Question 1: Do you suppose that your dataset has any problem with heteroskedasticity? How would you detect a problem with non-constant variance in the error terms of your model? What, if anything, might be done to adjust for the presence of heteroskedasticity as you read the results of your models?
Question 2: Do you suppose that your independent variables are multicollinear with each other? Wooldridge explained to us that multicollinearity – relationships between explanatory variables themselves – was a violation of the assumptions of Ordinary Least Squares regression techniques that we have been employing. He also observed that, sadly, most social science and business type datasets – being derived by historical observational means, rather than by true random sampling – have high degrees of interlocking correlations between variables. Does this mean that we should abandon our attempts at measurement, modeling, and statistical testing of social science data? What if anything would you do to explain and qualify the results of the modeling in your report to account for possible multicollinearity? How will you make this understandable to the reader of your report?

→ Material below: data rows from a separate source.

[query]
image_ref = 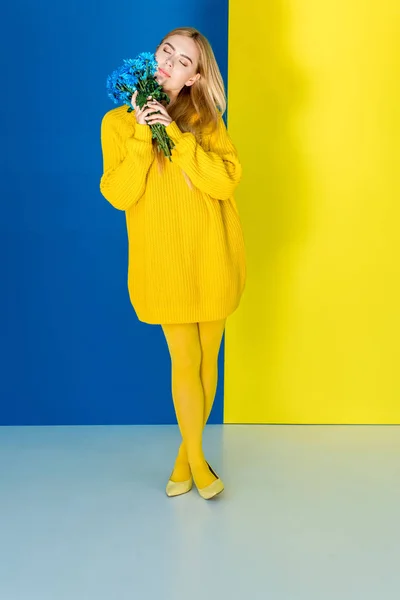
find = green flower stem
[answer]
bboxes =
[151,123,174,160]
[118,81,174,159]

Question 3: Which is the bigger problem: (1) leaving out important variables that should have been included, or (2) putting in variables that should have been excluded? In the on-going theoretical consideration of under-specification versus over-specification, what is the best approach to take? Explain. What is better – to have a richer dataset, one with more and different variables – or to have a bigger dataset, one with more observations and degrees of freedom? Explain.
Question 4: Consider the intercept term in your models. The intercept term (B0) is the value of the dependent variable (y) when the values of all of the independent (x) variables are equal to zero. If you encounter the argument that, since the x variables never actually equal zero, we don't need to know the value of the intercept term or its statistical significance, how would you respond? What happens when you specify a model without an intercept term?:
y = B1x1 + . . . + Bnxn + u
{Hint: do this with one of your models. Run an OLS regression without the constant term, and see how it changed your results.}
Question 5: If you had more time, more research budget, and a cadre of dedicated and brilliant economics graduate students, where would you take your project? What sorts of new variables and new data would you go after? What other types of specifications would you consider running? What new frontiers of knowledge and new questions could be explored by such an expansion of the basic project you conducted and the models which you built? Explain.